The clouds in the mountains also demonstrate the mightiness of the winds in the upper atmosphere. The clouds move very quickly up there and seem to writhe and twist like gigantic snakes in the sky as the winds move them. Nothing in the sky is static—the winds change the form of the clouds, their location and their marching pace as the day progresses. At night this demonstration is veiled, but I can hear the winds in their performance.
It is no surprise that Jesus compares the Holy Spirit to wind. Winds can be gentle breezes: His quiet voice whispering to our hearts. Or He can be a mighty rushing wind: His conviction of sin calling to our hearts and His urgent call, inviting us to salvation.

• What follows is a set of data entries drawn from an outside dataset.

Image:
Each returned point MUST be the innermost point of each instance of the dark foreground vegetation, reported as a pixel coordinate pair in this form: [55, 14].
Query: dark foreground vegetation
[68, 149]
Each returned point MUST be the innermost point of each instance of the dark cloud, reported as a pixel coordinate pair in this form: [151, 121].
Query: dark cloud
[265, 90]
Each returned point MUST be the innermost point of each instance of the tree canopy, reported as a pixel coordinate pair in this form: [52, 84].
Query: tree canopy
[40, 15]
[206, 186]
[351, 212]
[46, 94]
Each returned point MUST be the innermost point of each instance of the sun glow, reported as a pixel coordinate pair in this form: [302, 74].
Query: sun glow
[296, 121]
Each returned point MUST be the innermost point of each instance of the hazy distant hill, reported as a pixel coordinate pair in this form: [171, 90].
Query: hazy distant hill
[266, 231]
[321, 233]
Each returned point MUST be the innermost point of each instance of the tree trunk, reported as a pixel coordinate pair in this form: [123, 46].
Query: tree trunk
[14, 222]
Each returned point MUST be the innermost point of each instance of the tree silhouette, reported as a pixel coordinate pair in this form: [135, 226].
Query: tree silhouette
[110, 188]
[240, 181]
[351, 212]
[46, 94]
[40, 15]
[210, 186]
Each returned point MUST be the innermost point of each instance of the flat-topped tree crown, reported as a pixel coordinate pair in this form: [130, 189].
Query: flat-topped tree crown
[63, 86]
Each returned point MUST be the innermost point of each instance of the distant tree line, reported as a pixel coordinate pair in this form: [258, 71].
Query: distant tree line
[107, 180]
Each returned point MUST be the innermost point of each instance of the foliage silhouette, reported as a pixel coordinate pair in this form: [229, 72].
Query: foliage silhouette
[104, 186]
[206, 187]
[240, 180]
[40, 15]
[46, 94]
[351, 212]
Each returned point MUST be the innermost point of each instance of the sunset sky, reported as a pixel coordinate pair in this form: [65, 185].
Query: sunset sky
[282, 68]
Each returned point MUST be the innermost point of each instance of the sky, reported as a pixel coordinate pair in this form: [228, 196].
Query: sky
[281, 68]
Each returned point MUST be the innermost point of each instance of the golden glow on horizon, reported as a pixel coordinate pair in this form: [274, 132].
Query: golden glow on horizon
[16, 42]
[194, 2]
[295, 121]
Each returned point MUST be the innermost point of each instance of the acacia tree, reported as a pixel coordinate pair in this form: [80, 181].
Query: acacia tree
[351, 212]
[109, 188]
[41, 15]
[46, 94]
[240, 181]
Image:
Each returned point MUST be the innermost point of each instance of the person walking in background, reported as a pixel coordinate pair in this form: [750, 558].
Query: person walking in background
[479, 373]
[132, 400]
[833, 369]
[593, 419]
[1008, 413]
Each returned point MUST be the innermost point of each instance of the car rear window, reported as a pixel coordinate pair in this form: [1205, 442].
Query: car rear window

The Spirit is mighty: He moves hearts and reshapes them in the image of the Son. He will not allow us to remain static. He desires us to move across the sky of God’s kingdom and make a difference in our world.
Nothing will get in the Spirit’s way. A person cannot stand down a hurricane, and the Spirit will not be quenched in the world, despite all the evil the world can muster.
Even when we cannot “see” the Spirit, we can still see evidence He is still active in the world. Even if it’s not windy in the mountains, the clouds are proclaiming the wind up high—so too, is the work of the Spirit. His presence means hope in the world—hope that lives can be changed, hearts can be healed, and that evil will be overcome. Isaiah reminds us that God will “provide for those who grieve in Zion--to bestow on them a crown of beauty instead of ashes, the oil of gladness instead of mourning, and a garment of praise instead of a spirit of despair. They will be called oaks of righteousness, a planting of the LORD for the display of His splendor.” (61:13)
Come, Holy Spirit…we need You more than ever.
We pray for those who grieve. We pray for those who suffer loss and mourn with those whose hearts are shattered. Come, Spirit, whisper to our hearts in our despair and draw us to the One Who is Hope: Jesus Christ. In the Name of the Father Who also lost a Son, amen.